D. ÉVALUER A POSTERIORI LA POLITIQUE DE CONCURRENCE

L'Union étant notamment fondée sur la démocratie 154 ( * ) et « les décisions [devant être] prises aussi ouvertement et aussi près que possible des citoyens » 155 ( * ) , il importe que la Commission européenne soit en mesure d'analyser rétrospectivement son action, tant dans un souci démocratique que dans l'objectif d'une plus grande efficacité de ses décisions. Le principe démocratique ne saurait en effet régir uniquement les procédures en amont de la prise de décision : il doit également s'appliquer en matière de responsabilité ex post , dans le sens démocratique d'une obligation de rendre compte des effets de ses décisions.

1. Améliorer la réactivité et la capacité de suivi de la DG Concurrence lorsque ses décisions s'assortissent de remèdes structurels ou comportementaux

Les remèdes demandés par la Commission aux entreprises souhaitant procéder à un rapprochement sont lourds de conséquences . Qu'il s'agisse des remèdes structurels (comme une cession d'actif) ou comportementaux (modification de clauses contractuelles, par exemple), ils découlent d'une analyse économique de la Commission se fondant sur des concepts techniques et souvent complexes à appréhender comme le marché pertinent, la concurrence potentielle future, l'horizon temporel ou le pouvoir de marché.

La mise en oeuvre de remèdes , ainsi que la nature et le contenu de ces derniers, peuvent donc se révéler in fine inefficaces , voire contre-productifs, selon la justesse et la pertinence de l'analyse menée, notamment celle de nature prospective, certains marchés évoluant rapidement. Les rapporteurs rappellent ainsi qu'alors que la Commission considérait en février 2019 qu'il n'y avait « aucune perspective d'entrée des Chinois en Europe dans un avenir prévisible », le groupe chinois CRRC (principal concurrent d'Alstom et Siemens) a racheté l'activité de production de locomotives du groupe allemand Vossloh en août 2019.

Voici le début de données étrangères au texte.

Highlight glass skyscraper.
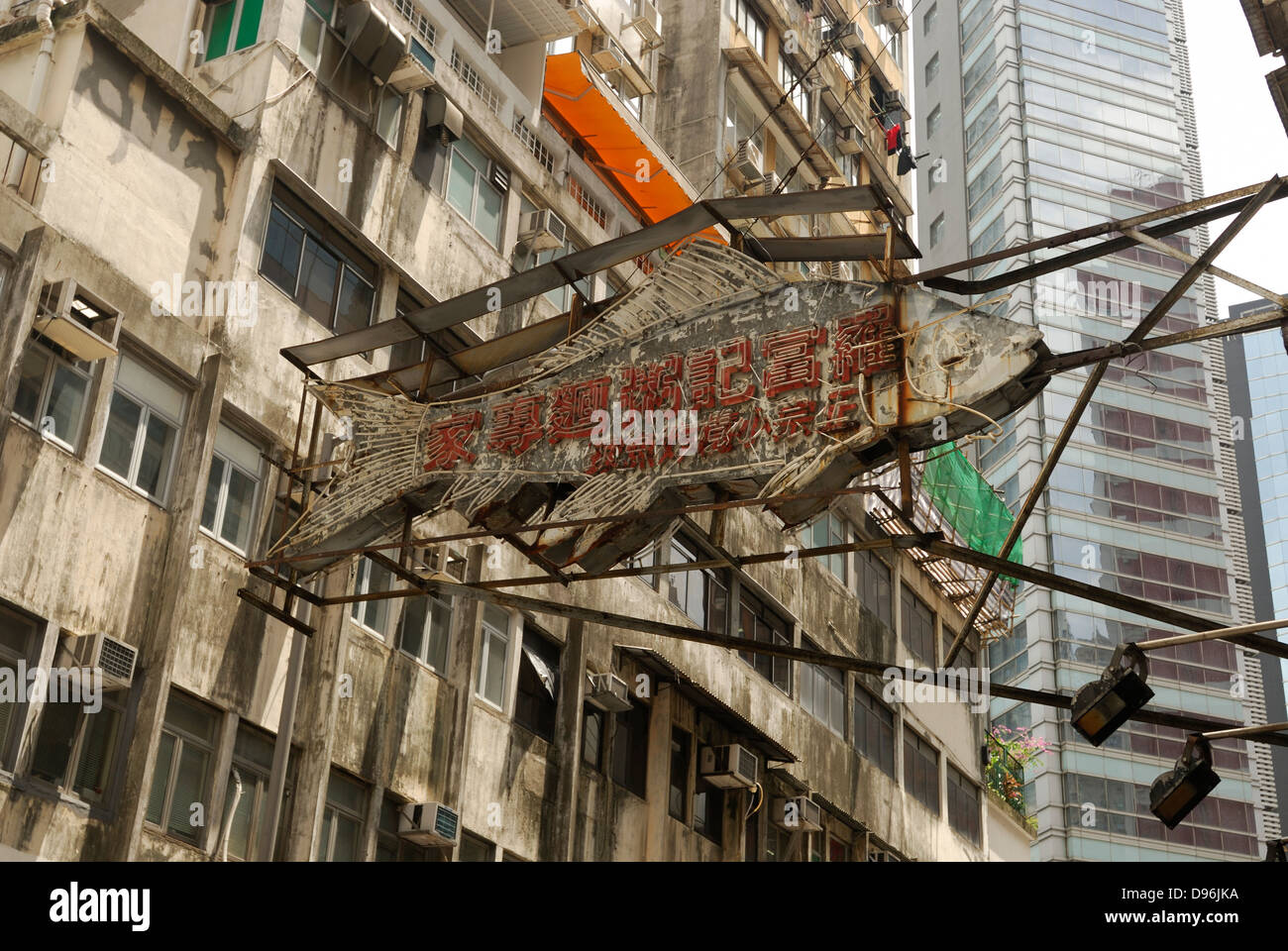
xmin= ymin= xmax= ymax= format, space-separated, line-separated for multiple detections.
xmin=911 ymin=0 xmax=1278 ymax=860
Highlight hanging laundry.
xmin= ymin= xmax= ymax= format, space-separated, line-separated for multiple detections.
xmin=886 ymin=123 xmax=903 ymax=155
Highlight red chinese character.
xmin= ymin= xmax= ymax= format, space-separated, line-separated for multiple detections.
xmin=698 ymin=408 xmax=765 ymax=456
xmin=622 ymin=351 xmax=685 ymax=412
xmin=761 ymin=326 xmax=827 ymax=399
xmin=424 ymin=411 xmax=483 ymax=472
xmin=546 ymin=376 xmax=610 ymax=442
xmin=770 ymin=399 xmax=818 ymax=442
xmin=832 ymin=304 xmax=899 ymax=382
xmin=486 ymin=393 xmax=546 ymax=456
xmin=819 ymin=386 xmax=866 ymax=432
xmin=690 ymin=337 xmax=756 ymax=410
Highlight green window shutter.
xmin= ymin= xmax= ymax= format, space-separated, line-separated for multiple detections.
xmin=235 ymin=0 xmax=265 ymax=49
xmin=206 ymin=0 xmax=237 ymax=63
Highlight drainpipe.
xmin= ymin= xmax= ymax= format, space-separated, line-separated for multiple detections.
xmin=0 ymin=0 xmax=63 ymax=188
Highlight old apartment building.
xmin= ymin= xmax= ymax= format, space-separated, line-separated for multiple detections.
xmin=0 ymin=0 xmax=1029 ymax=861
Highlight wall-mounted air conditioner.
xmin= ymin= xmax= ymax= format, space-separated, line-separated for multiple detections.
xmin=590 ymin=34 xmax=626 ymax=72
xmin=398 ymin=802 xmax=461 ymax=845
xmin=519 ymin=209 xmax=568 ymax=252
xmin=733 ymin=139 xmax=765 ymax=181
xmin=58 ymin=634 xmax=139 ymax=690
xmin=389 ymin=36 xmax=437 ymax=93
xmin=700 ymin=744 xmax=760 ymax=789
xmin=631 ymin=0 xmax=662 ymax=43
xmin=836 ymin=125 xmax=863 ymax=155
xmin=769 ymin=796 xmax=823 ymax=832
xmin=587 ymin=674 xmax=631 ymax=712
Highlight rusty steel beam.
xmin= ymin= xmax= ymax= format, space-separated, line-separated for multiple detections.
xmin=944 ymin=175 xmax=1285 ymax=664
xmin=237 ymin=587 xmax=317 ymax=637
xmin=314 ymin=556 xmax=1288 ymax=746
xmin=899 ymin=179 xmax=1288 ymax=294
xmin=249 ymin=484 xmax=879 ymax=567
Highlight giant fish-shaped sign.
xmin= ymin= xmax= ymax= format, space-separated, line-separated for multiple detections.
xmin=278 ymin=240 xmax=1048 ymax=571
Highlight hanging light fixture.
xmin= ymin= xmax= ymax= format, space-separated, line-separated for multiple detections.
xmin=1149 ymin=733 xmax=1221 ymax=828
xmin=1073 ymin=644 xmax=1154 ymax=746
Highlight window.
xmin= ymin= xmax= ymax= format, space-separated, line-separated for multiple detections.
xmin=613 ymin=703 xmax=649 ymax=797
xmin=666 ymin=727 xmax=692 ymax=822
xmin=738 ymin=591 xmax=793 ymax=695
xmin=13 ymin=335 xmax=89 ymax=450
xmin=447 ymin=138 xmax=503 ymax=248
xmin=854 ymin=687 xmax=894 ymax=780
xmin=667 ymin=539 xmax=729 ymax=634
xmin=376 ymin=796 xmax=430 ymax=862
xmin=398 ymin=584 xmax=452 ymax=674
xmin=147 ymin=688 xmax=219 ymax=844
xmin=224 ymin=723 xmax=273 ymax=861
xmin=456 ymin=831 xmax=496 ymax=862
xmin=581 ymin=703 xmax=604 ymax=771
xmin=514 ymin=620 xmax=559 ymax=741
xmin=855 ymin=543 xmax=894 ymax=627
xmin=802 ymin=642 xmax=845 ymax=737
xmin=733 ymin=0 xmax=767 ymax=59
xmin=948 ymin=763 xmax=980 ymax=845
xmin=300 ymin=0 xmax=335 ymax=72
xmin=930 ymin=213 xmax=944 ymax=248
xmin=899 ymin=585 xmax=935 ymax=668
xmin=476 ymin=604 xmax=510 ymax=707
xmin=0 ymin=607 xmax=39 ymax=768
xmin=98 ymin=353 xmax=185 ymax=505
xmin=693 ymin=779 xmax=724 ymax=843
xmin=808 ymin=511 xmax=854 ymax=585
xmin=926 ymin=53 xmax=939 ymax=86
xmin=201 ymin=423 xmax=263 ymax=554
xmin=349 ymin=557 xmax=394 ymax=638
xmin=205 ymin=0 xmax=260 ymax=63
xmin=259 ymin=188 xmax=376 ymax=334
xmin=318 ymin=767 xmax=368 ymax=862
xmin=903 ymin=728 xmax=939 ymax=815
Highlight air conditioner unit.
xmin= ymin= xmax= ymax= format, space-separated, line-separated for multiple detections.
xmin=769 ymin=796 xmax=823 ymax=832
xmin=563 ymin=0 xmax=595 ymax=30
xmin=587 ymin=674 xmax=631 ymax=712
xmin=389 ymin=36 xmax=437 ymax=93
xmin=828 ymin=23 xmax=863 ymax=51
xmin=58 ymin=634 xmax=139 ymax=690
xmin=880 ymin=0 xmax=909 ymax=34
xmin=590 ymin=34 xmax=626 ymax=72
xmin=733 ymin=139 xmax=765 ymax=181
xmin=631 ymin=0 xmax=662 ymax=43
xmin=836 ymin=125 xmax=863 ymax=155
xmin=700 ymin=744 xmax=760 ymax=789
xmin=398 ymin=802 xmax=461 ymax=845
xmin=519 ymin=209 xmax=568 ymax=252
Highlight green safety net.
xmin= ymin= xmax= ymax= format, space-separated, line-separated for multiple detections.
xmin=921 ymin=442 xmax=1024 ymax=585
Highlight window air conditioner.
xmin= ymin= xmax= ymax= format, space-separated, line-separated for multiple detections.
xmin=519 ymin=209 xmax=568 ymax=252
xmin=769 ymin=796 xmax=823 ymax=832
xmin=733 ymin=139 xmax=765 ymax=181
xmin=398 ymin=802 xmax=461 ymax=845
xmin=700 ymin=744 xmax=760 ymax=789
xmin=389 ymin=36 xmax=435 ymax=93
xmin=587 ymin=674 xmax=631 ymax=712
xmin=631 ymin=0 xmax=662 ymax=43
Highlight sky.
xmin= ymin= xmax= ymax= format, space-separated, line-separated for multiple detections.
xmin=1182 ymin=0 xmax=1288 ymax=317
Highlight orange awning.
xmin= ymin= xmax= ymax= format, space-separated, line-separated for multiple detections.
xmin=545 ymin=53 xmax=718 ymax=237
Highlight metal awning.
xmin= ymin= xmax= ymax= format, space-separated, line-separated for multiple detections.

La situation en découlant peut donc être davantage préjudiciable aux différents intérêts de l'Union (bien-être du consommateur, fonctionnement du marché intérieur, capacité d'innovation, compétitivité des entreprises) que ne l'aurait été celle qui aurait prévalu dans l'hypothèse d'une absence de remède ou d'une demande de remèdes différents. En outre, le recours à ces remèdes est de plus en plus fréquent 156 ( * ) .

Or les remèdes structurels sont irréversibles . À son corps défendant, la Commission peut être amenée à porter atteinte à la concurrence libre et non faussée en exigeant des remèdes excessifs ou inadaptés à la réalité de la compétition, notamment mondiale . A contrario , la marge d'erreur que contient naturellement toute analyse tentant d'embrasser une réalité économique évolutive, peut également amener la Commission à exiger la mise en oeuvre de remèdes insuffisants, même si cette hypothèse semble peu probable.

Il importe donc particulièrement que la DG Concurrence soit en mesure d' effectuer un suivi de ses décisions lorsque de tels remèdes ont été exigés puis mis en oeuvre. Certes, en cas d'erreur d'appréciation, il semble inenvisageable techniquement que la Commission permette, par exemple dans le cas d'un remède structurel, la récupération de l'actif cédé par l'entreprise. Pour autant, ce suivi présenterait un double avantage :

• d'une part, si un remède comportemental s'avère manquer de pertinence ou constituer un handicap trop lourd pour l'entreprise par rapport au gain concurrentiel qu'il permet, la Commission pourrait être amenée à revenir sur sa décision et soit abandonner cette exigence, soit modifier le remède demandé ;

• d'autre part, suivre et analyser les conséquences économiques de ses décisions permettrait à la Commission de capitaliser sur ces retours et d'affiner progressivement, marché par marché, secteur par secteur, ses futures décisions .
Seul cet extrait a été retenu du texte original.